Die Publikation unserer Stundenlohnstudie hat eine grosse mediale Aufmerksamkeit generiert. Die Verbreitung von Studienresultaten in der Öffentlichkeit ist grundsätzlich wünschenswert und sinnvoll. In diesem Fall hat sich das mediale Interesse jedoch überwiegend auf einen Aspekt der Studie fokussiert: Den Vergleich der Stundenlöhne verschiedener akademischer Berufe und der sich daraus ergebenden «Rangliste». So titelte etwa der Tagesanzeiger Ende letzter Woche publikumswirksam «Ärzte verdienen gleich viel wie Anwälte». Dieser enge Fokus lässt einerseits die aus unserer Sicht interessanteren Resultate zu den Arbeitszeiten der Berufsgruppen ausser Acht und er unterschlägt andererseits die Vorsicht, welche wir bei der Interpretation der Resultate angemahnt hatten.
Arbeitszeiten akademischer Berufsgruppen
Unsere Stundenlohnstudie zeigt, dass die Ärzte und Ärztinnen für ihre relativ hohen Einkommen überdurchschnittlich hohe Arbeitszeiten leisten. Unter den in der Schweizer Arbeitskräfteerhebung (SAKE) erfassten Personen arbeiten die Ärzte und Ärztinnen im Durchschnitt etwa 47 Stunden pro Woche. Der Median liegt bei 45.2 Stunden pro Woche. Damit liegen sie weit vor allen anderen in der SAKE erfassten akademischen Berufsgruppen. Dieses Resultat relativiert die vergleichsweise hohen Jahreseinkommen der Ärzte und Ärztinnen, welche in einer vom Bundesamt für Gesundheit in Auftrag gegebenen Studie errechnet und Ende letzten Jahres publiziert wurden. Es liefert daher einen wichtigen Beitrag in der Debatte um die Einkommen von Ärzten und Ärztinnen.
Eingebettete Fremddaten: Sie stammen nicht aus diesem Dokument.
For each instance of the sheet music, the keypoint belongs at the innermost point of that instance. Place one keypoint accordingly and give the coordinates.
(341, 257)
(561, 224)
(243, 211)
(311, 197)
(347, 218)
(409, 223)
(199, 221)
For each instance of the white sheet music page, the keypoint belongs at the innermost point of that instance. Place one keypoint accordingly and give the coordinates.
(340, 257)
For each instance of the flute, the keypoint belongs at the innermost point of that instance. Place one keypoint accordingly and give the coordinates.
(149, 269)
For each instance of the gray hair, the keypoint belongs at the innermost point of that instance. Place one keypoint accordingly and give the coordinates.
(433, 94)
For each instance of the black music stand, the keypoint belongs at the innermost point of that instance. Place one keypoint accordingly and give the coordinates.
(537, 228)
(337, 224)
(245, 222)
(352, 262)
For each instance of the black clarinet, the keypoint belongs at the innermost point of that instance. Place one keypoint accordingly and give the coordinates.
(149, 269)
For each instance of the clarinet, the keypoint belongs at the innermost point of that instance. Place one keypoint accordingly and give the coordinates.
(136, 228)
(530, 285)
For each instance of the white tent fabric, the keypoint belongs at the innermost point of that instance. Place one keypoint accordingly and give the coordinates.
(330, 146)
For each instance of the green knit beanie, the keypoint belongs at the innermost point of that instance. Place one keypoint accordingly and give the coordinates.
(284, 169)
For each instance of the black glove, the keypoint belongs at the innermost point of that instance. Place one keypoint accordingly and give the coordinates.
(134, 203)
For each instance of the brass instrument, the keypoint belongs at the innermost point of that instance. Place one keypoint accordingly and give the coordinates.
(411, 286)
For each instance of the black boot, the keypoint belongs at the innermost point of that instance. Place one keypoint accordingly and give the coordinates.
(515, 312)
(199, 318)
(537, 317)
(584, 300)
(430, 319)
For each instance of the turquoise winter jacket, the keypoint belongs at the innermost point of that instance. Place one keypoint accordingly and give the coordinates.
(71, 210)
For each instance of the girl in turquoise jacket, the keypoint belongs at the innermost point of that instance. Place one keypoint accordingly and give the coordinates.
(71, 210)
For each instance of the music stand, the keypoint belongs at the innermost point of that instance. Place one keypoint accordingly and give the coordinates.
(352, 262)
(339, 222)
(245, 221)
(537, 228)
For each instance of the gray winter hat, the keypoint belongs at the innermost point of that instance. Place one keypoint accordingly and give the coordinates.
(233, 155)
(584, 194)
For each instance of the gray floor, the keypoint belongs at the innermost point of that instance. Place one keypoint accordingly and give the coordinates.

Interpretation der Resultate
Wir halten es für möglich, dass sich die Resultate zu den Arbeitszeiten und den Stundenlöhnen auf die gesamte Schweiz generalisieren lassen. Allerdings können wir diese Aussage nicht aufgrund der in der SAKE erhobenen Daten machen, was wir auch in der Studie transparent dargestellt haben. Im Detail bedeutet das, dass bei der Interpretation der Resultate zwingend zu beachten ist, welche Anzahl Beobachtungen die SAKE erhebt. Die SAKE ist bis jetzt die einzige Lohnerhebung, welche überhaupt die Berechnung von Stundenlöhnen und Arbeitszeiten nach Berufsgruppen zulässt. Doch die SAKE ist eine Stichprobe. Sie ist zwar in der Gesamtheit repräsentativ, aber, wenn man die Daten nach Berufsgruppen analysiert, ist die Anzahl der Beobachtungen pro Gruppe relativ klein und die Repräsentativität dadurch nicht mehr gewährleistet. Das bedeutet, dass gerade sehr ähnliche Resultate bei einer erneuten Erhebung möglicherweise unterschiedlich ausfallen würden. Da die Verteilungen der Stundenlöhne der Ärzte, Zahnärzte und Richter/Anwälte sehr ähnlich sind, könnte die «Rangliste» der Stundenlöhne anders aussehen, wenn zufälligerweise einige Personen einer Berufsgruppe mehr oder weniger an der Befragung teilnehmen würden.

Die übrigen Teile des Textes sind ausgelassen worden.